Challenges on the horizon
Despite renewed appetite, feasibility hurdles remain.
In NSW, high construction costs are a major constraint. “Most groups are still factoring in hard construction costs in the vicinity of $500,000 per apartment as a starting point,” Mr Bodon said.
Victoria faces regulatory pressures. “The increased burden that these Management Plans are placing on developers is having a significant impact on project feasibility – both from a cost and time perspective,” Mr Hyland said.
Queensland developers are adapting with creative financing. “Tight credit and high costs are pushing more developers toward non-bank lenders, joint ventures, or capital partners,” Mr Grbcic said.
And South Australia is bracing for capacity issues. “South Australia is in the midst of an infrastructure boom funded by both State and Federal governments, and the reality is we do not have the labour to support this increasing demand, not to mention the private investment demand,” Mr Hyland said.
Where The Dollars Are Heading
Despite these headwinds, opportunities remain for disciplined projects that align with demand.

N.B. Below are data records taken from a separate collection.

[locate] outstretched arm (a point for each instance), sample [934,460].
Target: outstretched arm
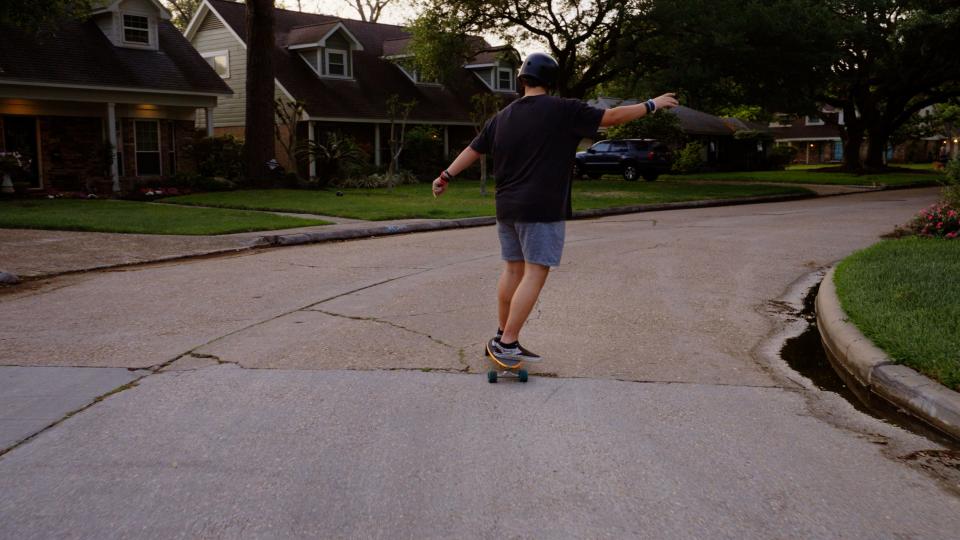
[464,160]
[626,113]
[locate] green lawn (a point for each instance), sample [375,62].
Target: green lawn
[463,198]
[812,176]
[137,217]
[905,296]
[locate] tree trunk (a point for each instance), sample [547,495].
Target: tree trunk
[258,145]
[483,174]
[876,148]
[852,141]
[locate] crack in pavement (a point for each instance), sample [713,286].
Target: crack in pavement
[460,351]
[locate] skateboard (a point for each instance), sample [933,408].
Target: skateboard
[505,369]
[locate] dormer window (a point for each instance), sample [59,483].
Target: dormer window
[505,79]
[136,29]
[327,48]
[336,63]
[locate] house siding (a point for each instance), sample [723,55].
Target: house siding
[214,36]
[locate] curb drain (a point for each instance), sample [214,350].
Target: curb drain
[806,355]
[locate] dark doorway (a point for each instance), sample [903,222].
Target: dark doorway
[20,135]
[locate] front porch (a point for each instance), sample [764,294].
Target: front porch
[70,147]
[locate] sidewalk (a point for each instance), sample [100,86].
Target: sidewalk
[34,254]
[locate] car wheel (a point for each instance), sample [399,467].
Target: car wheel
[577,170]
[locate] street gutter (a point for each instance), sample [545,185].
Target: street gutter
[872,368]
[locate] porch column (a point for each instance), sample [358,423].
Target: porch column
[312,138]
[376,144]
[446,142]
[112,139]
[209,113]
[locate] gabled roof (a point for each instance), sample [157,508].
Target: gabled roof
[316,35]
[104,6]
[363,98]
[393,48]
[77,54]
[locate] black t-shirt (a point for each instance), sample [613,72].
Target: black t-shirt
[534,141]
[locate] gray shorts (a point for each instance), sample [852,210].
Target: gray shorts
[538,243]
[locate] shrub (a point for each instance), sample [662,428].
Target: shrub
[376,180]
[336,156]
[938,221]
[689,159]
[423,150]
[663,126]
[217,156]
[781,156]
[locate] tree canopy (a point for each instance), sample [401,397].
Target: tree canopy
[36,15]
[591,41]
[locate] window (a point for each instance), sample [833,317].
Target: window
[171,148]
[136,29]
[147,147]
[336,63]
[504,79]
[219,61]
[601,147]
[618,147]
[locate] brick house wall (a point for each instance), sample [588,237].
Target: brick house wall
[70,152]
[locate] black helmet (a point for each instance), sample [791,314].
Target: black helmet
[541,69]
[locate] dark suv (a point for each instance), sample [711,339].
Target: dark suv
[630,157]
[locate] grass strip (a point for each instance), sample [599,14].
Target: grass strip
[138,217]
[905,296]
[463,198]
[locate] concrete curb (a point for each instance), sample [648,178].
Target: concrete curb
[407,228]
[871,367]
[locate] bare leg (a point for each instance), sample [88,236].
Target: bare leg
[524,298]
[509,281]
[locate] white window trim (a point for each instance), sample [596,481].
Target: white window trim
[214,54]
[513,80]
[159,152]
[346,63]
[123,29]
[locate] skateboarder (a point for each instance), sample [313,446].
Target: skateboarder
[533,141]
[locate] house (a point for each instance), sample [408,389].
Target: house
[816,137]
[106,102]
[344,71]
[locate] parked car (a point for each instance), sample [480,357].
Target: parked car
[632,158]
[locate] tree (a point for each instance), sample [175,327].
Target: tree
[259,145]
[289,113]
[369,10]
[484,106]
[37,15]
[398,111]
[588,40]
[897,57]
[182,11]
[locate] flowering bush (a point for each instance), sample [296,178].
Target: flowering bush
[938,221]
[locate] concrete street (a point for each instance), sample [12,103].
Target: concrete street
[337,390]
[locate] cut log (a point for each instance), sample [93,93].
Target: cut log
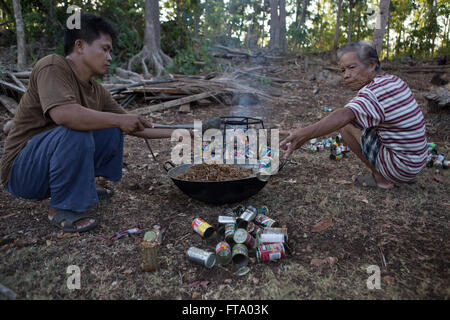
[185,108]
[23,75]
[171,104]
[16,81]
[9,103]
[438,100]
[156,90]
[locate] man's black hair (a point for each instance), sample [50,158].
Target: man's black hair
[91,27]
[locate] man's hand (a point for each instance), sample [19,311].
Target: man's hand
[294,140]
[130,123]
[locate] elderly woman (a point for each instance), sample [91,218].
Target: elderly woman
[382,124]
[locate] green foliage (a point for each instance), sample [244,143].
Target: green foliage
[417,27]
[193,60]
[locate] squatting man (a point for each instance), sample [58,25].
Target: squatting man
[68,129]
[383,124]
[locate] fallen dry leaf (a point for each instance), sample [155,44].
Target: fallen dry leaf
[63,235]
[317,262]
[128,271]
[275,181]
[25,242]
[322,225]
[331,260]
[361,198]
[343,182]
[389,202]
[389,280]
[323,202]
[196,295]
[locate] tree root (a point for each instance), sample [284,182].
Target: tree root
[156,60]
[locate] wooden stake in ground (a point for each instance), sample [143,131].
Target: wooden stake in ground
[150,252]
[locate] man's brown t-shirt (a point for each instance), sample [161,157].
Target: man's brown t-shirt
[52,83]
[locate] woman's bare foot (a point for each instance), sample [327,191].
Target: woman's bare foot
[382,182]
[373,180]
[79,224]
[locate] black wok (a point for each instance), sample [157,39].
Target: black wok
[216,192]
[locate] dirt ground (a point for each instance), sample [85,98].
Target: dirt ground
[404,232]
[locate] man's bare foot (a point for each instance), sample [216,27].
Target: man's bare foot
[79,224]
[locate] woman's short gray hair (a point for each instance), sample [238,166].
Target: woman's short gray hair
[365,50]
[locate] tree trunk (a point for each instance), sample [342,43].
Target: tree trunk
[151,52]
[20,31]
[283,41]
[387,41]
[336,31]
[380,27]
[351,3]
[278,26]
[303,16]
[274,42]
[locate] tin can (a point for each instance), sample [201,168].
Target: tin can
[240,235]
[263,210]
[223,253]
[240,255]
[238,210]
[270,252]
[445,164]
[271,238]
[335,157]
[247,216]
[282,230]
[265,221]
[150,252]
[437,163]
[229,232]
[226,220]
[202,228]
[203,257]
[254,230]
[229,212]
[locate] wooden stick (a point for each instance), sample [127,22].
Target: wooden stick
[12,87]
[173,103]
[9,103]
[19,83]
[24,74]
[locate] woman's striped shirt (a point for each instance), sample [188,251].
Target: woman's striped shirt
[387,104]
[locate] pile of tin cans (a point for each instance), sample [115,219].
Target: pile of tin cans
[336,146]
[435,159]
[240,230]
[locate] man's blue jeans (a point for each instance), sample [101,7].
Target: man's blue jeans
[62,164]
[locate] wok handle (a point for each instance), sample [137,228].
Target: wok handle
[283,163]
[165,165]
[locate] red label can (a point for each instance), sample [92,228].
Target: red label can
[270,252]
[202,228]
[265,221]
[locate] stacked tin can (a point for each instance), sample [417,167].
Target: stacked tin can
[241,229]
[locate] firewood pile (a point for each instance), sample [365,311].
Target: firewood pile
[174,91]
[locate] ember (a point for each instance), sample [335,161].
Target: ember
[215,172]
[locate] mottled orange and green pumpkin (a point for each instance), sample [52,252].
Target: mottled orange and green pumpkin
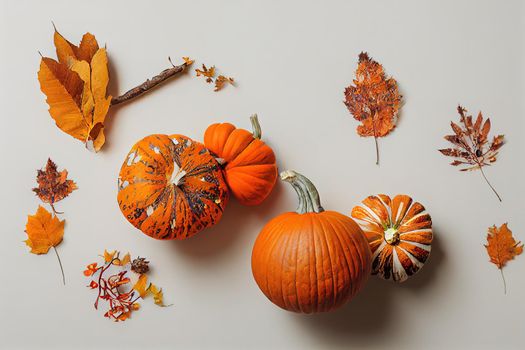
[248,162]
[399,232]
[171,187]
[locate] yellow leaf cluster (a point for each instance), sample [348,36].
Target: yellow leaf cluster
[75,87]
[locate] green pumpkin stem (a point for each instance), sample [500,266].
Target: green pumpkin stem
[256,127]
[309,201]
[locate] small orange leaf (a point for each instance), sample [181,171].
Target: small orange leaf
[90,269]
[125,260]
[108,256]
[209,73]
[188,60]
[502,247]
[44,231]
[158,296]
[221,81]
[142,286]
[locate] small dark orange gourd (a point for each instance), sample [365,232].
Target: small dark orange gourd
[171,187]
[248,162]
[310,260]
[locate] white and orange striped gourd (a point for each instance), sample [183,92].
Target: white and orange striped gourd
[399,232]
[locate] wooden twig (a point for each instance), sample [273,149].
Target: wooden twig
[150,83]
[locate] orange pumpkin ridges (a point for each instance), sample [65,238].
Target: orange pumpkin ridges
[249,164]
[399,232]
[311,260]
[171,187]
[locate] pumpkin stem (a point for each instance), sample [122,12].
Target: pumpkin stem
[309,201]
[256,127]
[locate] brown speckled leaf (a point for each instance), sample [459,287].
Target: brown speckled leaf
[373,99]
[53,185]
[470,146]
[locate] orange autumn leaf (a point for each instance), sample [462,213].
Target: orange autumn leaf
[502,247]
[75,88]
[124,261]
[188,61]
[374,99]
[53,185]
[208,73]
[43,231]
[108,256]
[158,296]
[221,81]
[142,286]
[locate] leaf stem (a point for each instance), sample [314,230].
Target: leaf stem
[377,150]
[61,268]
[504,282]
[493,189]
[375,138]
[150,83]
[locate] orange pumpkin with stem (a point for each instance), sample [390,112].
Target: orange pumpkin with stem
[248,162]
[171,187]
[311,260]
[399,232]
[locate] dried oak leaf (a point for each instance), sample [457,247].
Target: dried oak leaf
[53,185]
[374,99]
[44,231]
[502,247]
[471,146]
[75,87]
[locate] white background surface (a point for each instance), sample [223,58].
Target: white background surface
[292,61]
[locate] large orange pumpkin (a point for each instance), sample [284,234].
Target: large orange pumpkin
[171,187]
[399,232]
[310,260]
[248,162]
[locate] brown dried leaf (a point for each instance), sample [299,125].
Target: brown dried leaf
[470,144]
[53,185]
[373,99]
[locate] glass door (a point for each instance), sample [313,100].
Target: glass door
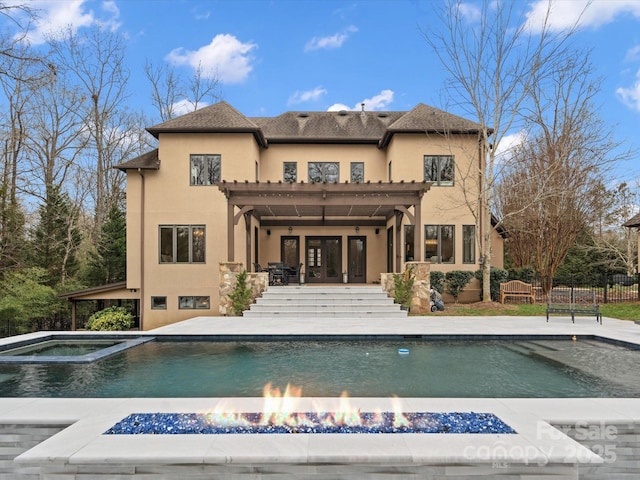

In NSW, Mr Bodon expects co-living to remain a standout. “A lot of these areas are starved of future supply, and rents in this space are surging,” he said.
Victoria will continue to draw offshore capital. “Interstate developers are also recognising the opportunity that Victoria presents,” Mr Hyland said.
In Queensland, essential service projects like healthcare, retail, or industrial space will get the most traction with lenders and investors. Conversely, higher-risk or speculative developments, especially those lacking pre-sales or lease commitments, face headwinds for funding.
In South Australia, vertical living is emerging as the growth play. “The biggest opportunity is vertical living in the inner suburbs of Adelaide,” Mr Totani said. “We can't deliver broad-acre residential lots because of infrastructure issues, so three to five-level apartments in the suburbs are likely to have a renaissance.”